The tone of the film, as sampled by the trailer, also feels very different from the usual big spectacles featured in the “X-Men” lore. Instead, a smaller scale with almost an indie-vibe was presented which is totally polarizing with how “Old Man Logan” was depicted in the pages of the comic books.
The decision to seemingly go in a different direction could be a stroke of genius with the comic book’s narrative too difficult to translate onto the big screen. Firstly, 20th Century Fox just does not have all the pieces to utilize the story given separate copyrights for the Hulk, Hawkeye and even Red Skull (Marvel Studios holds them). Second, a lot of build-up for the story is needed just to make sure that the character, as well as the source material, is serviced appropriately which they just were not able to establish. However, the film is not entirely devoid of it as hints of the storyline have been handpicked and inserted in “Logan.”
During an interview with Empire Online, Mangold admitted that it had always been the plan to differentiate “Logan” from the rest of its movie cousins within Fox’s own Marvel Universe.
“We had to free ourselves from some assumptions that had existed in the past, and be able to change the tone a bit,” he said. “Not merely to change for change’s sake, but also to make something that’s speaking to the culture now, that’s not just the same style how many times can they save the world in one way or another? How can we construct a story that’s built more on character and character issues, in a way as if it almost wasn’t a superhero movie, yet it features their powers and struggles and themes?”

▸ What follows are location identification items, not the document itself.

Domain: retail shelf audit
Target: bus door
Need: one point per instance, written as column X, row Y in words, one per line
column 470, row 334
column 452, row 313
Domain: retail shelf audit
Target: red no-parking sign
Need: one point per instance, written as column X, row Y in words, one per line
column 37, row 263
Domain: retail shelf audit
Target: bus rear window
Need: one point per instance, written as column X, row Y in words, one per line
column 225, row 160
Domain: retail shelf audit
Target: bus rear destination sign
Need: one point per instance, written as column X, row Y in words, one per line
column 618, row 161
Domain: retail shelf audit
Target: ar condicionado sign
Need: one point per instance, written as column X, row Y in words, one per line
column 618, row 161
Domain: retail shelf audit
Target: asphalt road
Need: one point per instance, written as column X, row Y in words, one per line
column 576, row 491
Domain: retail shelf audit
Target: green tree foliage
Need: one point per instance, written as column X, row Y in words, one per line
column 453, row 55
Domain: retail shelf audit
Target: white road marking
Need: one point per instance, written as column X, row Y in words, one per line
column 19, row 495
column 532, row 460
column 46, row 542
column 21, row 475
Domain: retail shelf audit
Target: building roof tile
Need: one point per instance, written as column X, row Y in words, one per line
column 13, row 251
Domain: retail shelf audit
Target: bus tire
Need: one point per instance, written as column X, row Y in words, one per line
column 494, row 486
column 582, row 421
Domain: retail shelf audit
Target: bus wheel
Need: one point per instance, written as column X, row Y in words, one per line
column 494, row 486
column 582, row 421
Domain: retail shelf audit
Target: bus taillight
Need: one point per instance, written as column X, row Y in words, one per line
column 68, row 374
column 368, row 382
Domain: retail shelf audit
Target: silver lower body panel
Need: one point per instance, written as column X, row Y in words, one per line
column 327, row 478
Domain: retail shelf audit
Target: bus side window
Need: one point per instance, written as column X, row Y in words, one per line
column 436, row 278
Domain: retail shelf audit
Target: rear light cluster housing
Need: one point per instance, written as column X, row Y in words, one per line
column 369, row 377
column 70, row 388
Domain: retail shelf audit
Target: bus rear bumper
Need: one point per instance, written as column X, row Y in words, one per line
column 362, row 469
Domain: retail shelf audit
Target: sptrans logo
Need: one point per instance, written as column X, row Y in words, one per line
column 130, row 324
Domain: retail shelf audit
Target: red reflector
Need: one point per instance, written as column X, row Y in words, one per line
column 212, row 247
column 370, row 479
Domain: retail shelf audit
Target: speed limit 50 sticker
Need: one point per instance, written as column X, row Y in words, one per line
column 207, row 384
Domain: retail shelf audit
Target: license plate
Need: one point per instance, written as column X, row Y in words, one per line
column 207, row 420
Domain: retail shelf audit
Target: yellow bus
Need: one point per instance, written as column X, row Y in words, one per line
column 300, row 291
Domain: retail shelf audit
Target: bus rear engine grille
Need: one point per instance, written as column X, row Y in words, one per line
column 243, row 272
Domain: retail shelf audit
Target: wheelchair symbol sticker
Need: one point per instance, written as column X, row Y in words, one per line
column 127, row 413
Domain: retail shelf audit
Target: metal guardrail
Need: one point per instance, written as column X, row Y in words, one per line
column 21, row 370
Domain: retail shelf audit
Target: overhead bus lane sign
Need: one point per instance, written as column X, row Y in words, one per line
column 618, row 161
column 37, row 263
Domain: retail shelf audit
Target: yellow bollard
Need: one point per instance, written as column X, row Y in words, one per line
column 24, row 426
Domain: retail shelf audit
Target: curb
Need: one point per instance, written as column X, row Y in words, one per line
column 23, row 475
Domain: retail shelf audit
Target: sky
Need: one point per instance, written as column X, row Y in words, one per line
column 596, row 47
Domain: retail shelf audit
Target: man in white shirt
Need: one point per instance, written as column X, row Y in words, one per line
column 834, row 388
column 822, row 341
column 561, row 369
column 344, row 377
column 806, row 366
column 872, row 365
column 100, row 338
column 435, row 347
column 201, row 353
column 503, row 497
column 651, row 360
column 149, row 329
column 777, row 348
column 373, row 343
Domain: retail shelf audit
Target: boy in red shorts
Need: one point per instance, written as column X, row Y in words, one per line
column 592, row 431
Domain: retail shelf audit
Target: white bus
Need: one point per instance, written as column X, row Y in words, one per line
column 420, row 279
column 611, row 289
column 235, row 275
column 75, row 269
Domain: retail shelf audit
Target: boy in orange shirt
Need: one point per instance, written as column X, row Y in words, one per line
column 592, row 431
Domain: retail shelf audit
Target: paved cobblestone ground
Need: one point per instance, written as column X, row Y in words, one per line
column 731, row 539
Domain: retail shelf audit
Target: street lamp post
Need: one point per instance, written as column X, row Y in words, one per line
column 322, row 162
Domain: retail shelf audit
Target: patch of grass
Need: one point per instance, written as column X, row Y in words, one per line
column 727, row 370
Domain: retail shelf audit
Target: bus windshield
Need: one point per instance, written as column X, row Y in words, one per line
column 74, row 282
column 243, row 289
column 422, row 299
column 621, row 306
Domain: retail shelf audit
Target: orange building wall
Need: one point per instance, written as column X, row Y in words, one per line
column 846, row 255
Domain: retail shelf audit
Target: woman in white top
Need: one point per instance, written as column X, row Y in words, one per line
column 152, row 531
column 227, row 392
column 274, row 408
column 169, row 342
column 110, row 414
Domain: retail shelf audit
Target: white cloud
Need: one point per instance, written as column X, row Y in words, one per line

Separate as it may be, the film does not totally sever its ties from the whole lore. In fact, with Professor X’s involvement, it is difficult to not have the rest of the mutants come to mind. A reference was also thrown in the trailer revealing that by 2024, when the movie is supposedly set, all of them are apparently gone, presumably except for those in the film.
The route that Mangold is treading towards the send-off for such beloved characters in Jackman’s Wolverine and Stewart’s Xavier is exactly as how it should be, poignant and emotional. It is important to remember, that the two actors are basically the ones who paved the way for a new era in comic book movies long before Marvel Studio’s separate franchise and DC’s expanded universe started to take off.
“Logan” hits theaters on March 3, 2017.